金沢大学で担当している共通教育科目「マスメディア現代を読み解く」の講義はきのう(1日)最終回だった。6月13日に第1回があり、毎週水曜日の4限目(午後2時45分-4時15分)に震災、記者会見、著作権、インターネットとマスメディアの関わりをテーマに8回の講義(1単位)。受講生は112人で理系から文系、1年から4年の学生が聴講してくれた。最終日のリアクション・ペーパー(感想文)では、これまで8回の講義で印象に残っている言葉(キーワード)や画像、映像などを3点あげ、それぞれ一言のコメントを書いてもらった。

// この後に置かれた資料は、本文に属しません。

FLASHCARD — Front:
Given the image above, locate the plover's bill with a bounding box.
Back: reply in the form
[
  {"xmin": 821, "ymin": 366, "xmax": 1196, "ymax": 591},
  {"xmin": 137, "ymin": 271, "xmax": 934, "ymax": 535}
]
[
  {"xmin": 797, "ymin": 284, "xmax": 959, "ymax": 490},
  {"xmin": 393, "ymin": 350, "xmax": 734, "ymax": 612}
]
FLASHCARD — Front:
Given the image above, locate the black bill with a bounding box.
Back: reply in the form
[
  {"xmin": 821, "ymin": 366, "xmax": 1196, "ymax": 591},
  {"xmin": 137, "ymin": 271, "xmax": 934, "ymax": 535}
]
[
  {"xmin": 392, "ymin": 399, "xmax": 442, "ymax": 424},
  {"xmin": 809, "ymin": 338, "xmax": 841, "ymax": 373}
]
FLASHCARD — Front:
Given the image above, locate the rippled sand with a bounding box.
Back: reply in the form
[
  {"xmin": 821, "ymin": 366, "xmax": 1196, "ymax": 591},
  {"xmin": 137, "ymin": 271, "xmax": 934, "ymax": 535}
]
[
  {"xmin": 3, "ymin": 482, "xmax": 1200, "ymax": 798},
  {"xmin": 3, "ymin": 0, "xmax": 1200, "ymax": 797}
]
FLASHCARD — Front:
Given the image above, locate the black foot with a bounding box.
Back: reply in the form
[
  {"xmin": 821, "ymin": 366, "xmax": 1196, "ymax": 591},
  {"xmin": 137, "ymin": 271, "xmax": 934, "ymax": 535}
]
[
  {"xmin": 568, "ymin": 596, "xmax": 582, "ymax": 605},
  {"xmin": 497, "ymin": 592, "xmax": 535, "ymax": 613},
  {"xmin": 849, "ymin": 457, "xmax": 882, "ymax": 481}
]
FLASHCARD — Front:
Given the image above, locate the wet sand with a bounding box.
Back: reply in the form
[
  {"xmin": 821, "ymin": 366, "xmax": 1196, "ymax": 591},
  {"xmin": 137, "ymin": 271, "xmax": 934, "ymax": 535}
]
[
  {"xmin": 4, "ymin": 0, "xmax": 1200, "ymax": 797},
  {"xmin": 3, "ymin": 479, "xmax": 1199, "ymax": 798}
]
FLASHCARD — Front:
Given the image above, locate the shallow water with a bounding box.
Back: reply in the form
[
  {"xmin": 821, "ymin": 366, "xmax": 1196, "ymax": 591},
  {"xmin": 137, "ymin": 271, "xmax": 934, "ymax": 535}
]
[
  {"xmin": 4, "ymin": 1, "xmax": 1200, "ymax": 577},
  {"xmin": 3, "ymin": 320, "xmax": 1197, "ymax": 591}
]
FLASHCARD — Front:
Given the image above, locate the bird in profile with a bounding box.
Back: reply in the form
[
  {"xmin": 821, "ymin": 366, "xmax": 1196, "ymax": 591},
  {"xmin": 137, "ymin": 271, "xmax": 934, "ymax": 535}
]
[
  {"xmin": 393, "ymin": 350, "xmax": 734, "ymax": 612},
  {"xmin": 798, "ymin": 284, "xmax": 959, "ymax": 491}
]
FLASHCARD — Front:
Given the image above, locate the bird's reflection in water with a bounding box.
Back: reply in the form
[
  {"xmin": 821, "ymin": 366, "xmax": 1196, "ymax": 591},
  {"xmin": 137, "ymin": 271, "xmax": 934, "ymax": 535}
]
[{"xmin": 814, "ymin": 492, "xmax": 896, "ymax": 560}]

「記事では形容詞を使わない」「インターネットは巨大隕石」って何だ
講義の中で、学生たちの印象に残ったことの一番(44人)は「震災とメディア」(6月20日、27日)の講義の中で見てもらったノーカットの映像(KHB東日本放送制作「3・11東日本大震災 激震と大津波の記録」から)だった。KHB(仙台市)にも大きな揺れがあり、記録に残そうと必死にカメラを構える記者とデスク、悲鳴を上げながらもマスターカット(緊急放送)に備える報道フロアの様子がリアルに写し出されている。同じく、気仙沼市の支局カメラマンが津波が押し寄せる街中でカメラを回し続けている。足元に津波が押し寄せている。学生たちのコメントは「忘れかけていた震災をもう一度思い出させてくれ、自然災害の脅威を改めて感じました」(法・1年)や「命が危険な状況にあるにもかかわらず、報道するために津波の映像を撮っていた姿にいろいろ考えさせられた」(国際・2年)とショッキングだったようだ。

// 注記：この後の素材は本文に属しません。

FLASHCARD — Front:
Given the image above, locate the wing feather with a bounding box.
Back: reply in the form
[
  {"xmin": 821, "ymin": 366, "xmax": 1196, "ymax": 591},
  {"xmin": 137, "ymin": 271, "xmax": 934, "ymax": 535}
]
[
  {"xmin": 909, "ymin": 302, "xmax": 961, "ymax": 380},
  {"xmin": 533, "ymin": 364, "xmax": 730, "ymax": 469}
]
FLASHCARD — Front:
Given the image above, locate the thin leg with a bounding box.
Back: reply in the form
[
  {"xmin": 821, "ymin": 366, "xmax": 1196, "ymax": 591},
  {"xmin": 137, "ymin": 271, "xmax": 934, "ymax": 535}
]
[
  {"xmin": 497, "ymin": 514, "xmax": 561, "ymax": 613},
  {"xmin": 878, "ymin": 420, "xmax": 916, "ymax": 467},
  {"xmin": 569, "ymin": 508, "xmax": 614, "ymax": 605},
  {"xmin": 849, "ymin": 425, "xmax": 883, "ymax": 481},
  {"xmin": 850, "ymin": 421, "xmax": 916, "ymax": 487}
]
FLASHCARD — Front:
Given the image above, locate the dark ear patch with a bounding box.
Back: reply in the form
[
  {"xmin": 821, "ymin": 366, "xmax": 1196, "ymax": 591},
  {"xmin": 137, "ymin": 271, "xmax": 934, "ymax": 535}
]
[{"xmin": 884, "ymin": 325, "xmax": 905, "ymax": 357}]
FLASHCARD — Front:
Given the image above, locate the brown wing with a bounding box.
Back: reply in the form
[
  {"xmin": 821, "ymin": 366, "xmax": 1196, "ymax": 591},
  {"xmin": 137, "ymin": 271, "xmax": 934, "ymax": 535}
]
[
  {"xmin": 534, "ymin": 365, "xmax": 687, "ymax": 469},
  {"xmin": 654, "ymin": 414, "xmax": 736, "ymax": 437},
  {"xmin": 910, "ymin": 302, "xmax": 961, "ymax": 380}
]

二番(16人)は3つあった。「メディアも被災者である」「フェイクニュース」「インターネットは巨大隕石」。「メディアも被災者」は前述の講義の中で述べた言葉だ。東日本大震災のように広域な災害では、マスメディアの記者やカメラマンも被災者となる。しかし、報道し続けなければならないプロの論理がある。第8回「マスメディアはどこに向かって行くのか」(8月1日)で、フェイクニュースについてこのようなことを述べた。インターネットの社会でフェイクニュースはあふれるようようになってきた。では、ファクトチェック(事実確認)を行う機関はメディアなのか政府か、ヨーロッパでは意見が割れている。「現代こそフェイクニュースと向き合うメディア・リテラシーが必要な時代はない。そして、フェイクニュースと戦うのはマスメディアの使命ではないだろうか」と。「インターネットは社会に落ちた巨大隕石」は、ソニー元会長・出井伸之氏が述べたたとえ。6500万年前、ユカタン半島(メキシコ)に落ちた巨大隕石が地球上の恐竜を絶滅させたといわれるように、インターネットがマスメディアなど既存産業にも打撃を与えている。自らネット社会に応じた改革が出来なければ、メディアも恐竜がたどった道を歩む、と講義した。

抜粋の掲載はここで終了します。